This is, perhaps, one of the most important collection of documents in human history. It consists of five papal bulls issued in 1481 and 1493 by the Popes Sixtus IV and Alexander VI partitioning the New World and the unknown areas of America between Castile and Portugal according to the rights of the two kingdoms. Three of those documents are held in the General Archive of the Indies in Seville, while one is in the General Archive of Simancas and another one in the Torre do Tombo National Archive in Lisbon.
These bulls are a fundamental source not only for the history of the modern world, but also for the study of international law in the early modern period, since they determined the navigations and colonization of the Atlantic and the Pacific Oceans during the next two centuries.
A Bull That Shaped the World
These papal bulls confirmed the territorial rights of the kingdoms of Portugal and Castile regarding the newly discovered lands after the first voyage of Columbus in 1492. The collection is formed by five leaves of parchment, each measuring 48 x 68 cm, with the following contents:
This papal bull was issued by Pope Sixtus IV on June 21st, 1481. It confirmed the agreements in the Treaty of Alcaçovas-Toledo signed on September 4th, 1479, according to which the Canary Islands were given to Castile, while the territorial acquisitions in Africa and eastward to the Indies were granted to Portugal. This bull, which is held in the Torre do Tombo National Archive in Lisbon, is the precedent of those issued by Pope Alexander VI to the Kings of Spain.
Inter caetera of May 3rd
Issued by Pope Alexander VI on May 3rd, 1493, this papal bull gave the Catholic Monarchs the rights over the newly discovered lands of the western Atlantic that did not belong to other Christian princes. It is signed by the Pope’s personal secretary Ludovicus Podocatharus, the Abbreviator G.B. de Ferraris, the scribe Bautista Capotius and the notary D. Serrano. The original document is held in the National Archives of the Indies in Seville.
Inter caetera of May 4th
This bull was issued one day later, i.e. on 4 May 1493. Although it is similar to the first one in some aspects, it contains some variants: it establishes a line of demarcation one hundred leagues west from the Azores and Cape Verde, granting the lands west of that line to the Kings of Castile, and those east of it to the King of Portugal. The original document is held in the Archive of the Indies in Seville.
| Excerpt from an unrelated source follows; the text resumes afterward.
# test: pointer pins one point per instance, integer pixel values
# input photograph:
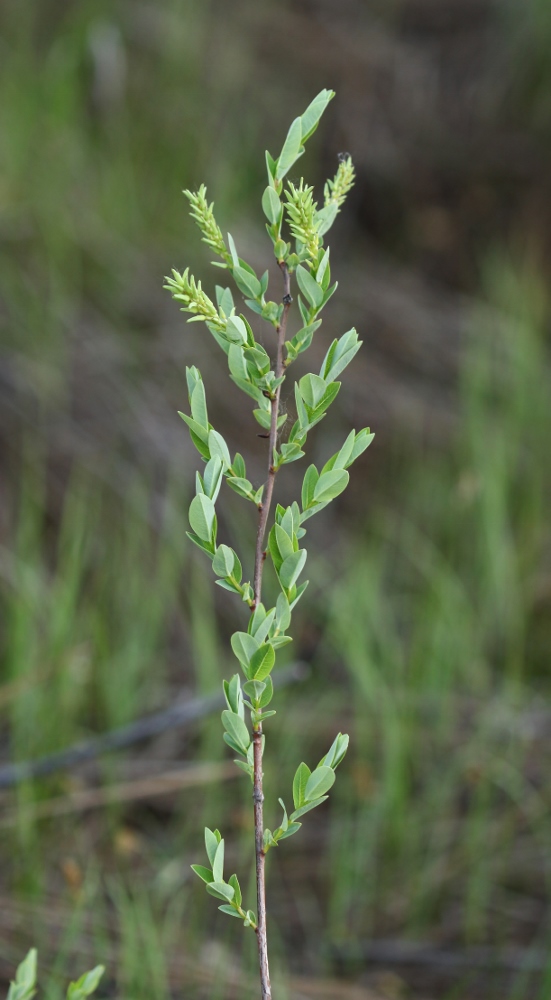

This is a later papal bull, issued on September 26th, 1493 also by Alexander VI. It supplemented the Inter caetera bulls, and confirmed the sovereignty of the Catholic Monarchs over the lands and islands that would be discovered during the navigations in the western Atlantic Ocean. The original document, as well as a copy of it, are held in the Archives of the Indies in Seville.
A verbatim copy of the Inter caetera of May 4th
Verbatim copies of one of the Inter caetera were delivered to the Catholic Monarchs several times to prove their rights over the New World to third parties. One of these copies is held in the General Archive of Simancas.
The Bulls of Alexander VI: The Basis for a New World
On September 4th, 1479, the Catholic Monarchs of Castile and Aragon on one side, and King Afonso V of Portugal and his son the Prince John on the other, signed the Treaty of Alcaçovas. One of its agreements was to grant sovereignty over the Canary Islands and the Western Atlantic to Castile, while Portugal gained the African territories and those eastward to the Indies.
In 1492, as soon as the discovery of a new world by Columbus was known, the Kings of Castile needed to confirm their control over those newly discovered lands. Thus, they officially requested the concession of those lands from Pope Alexander VI.
The papal bulls issued by Alexander VI responding to that request were the basis for negotiation between Spain and Portugal with regard to the sovereignty of the New World, resulting in the Treaty of Tordesillas in 1494 and the division of the New World between the two kingdoms. This means that the papal bulls of Pope Alexander VI shaped the structure of the modern world for the following centuries, and thus are some of the most important documents in modern history.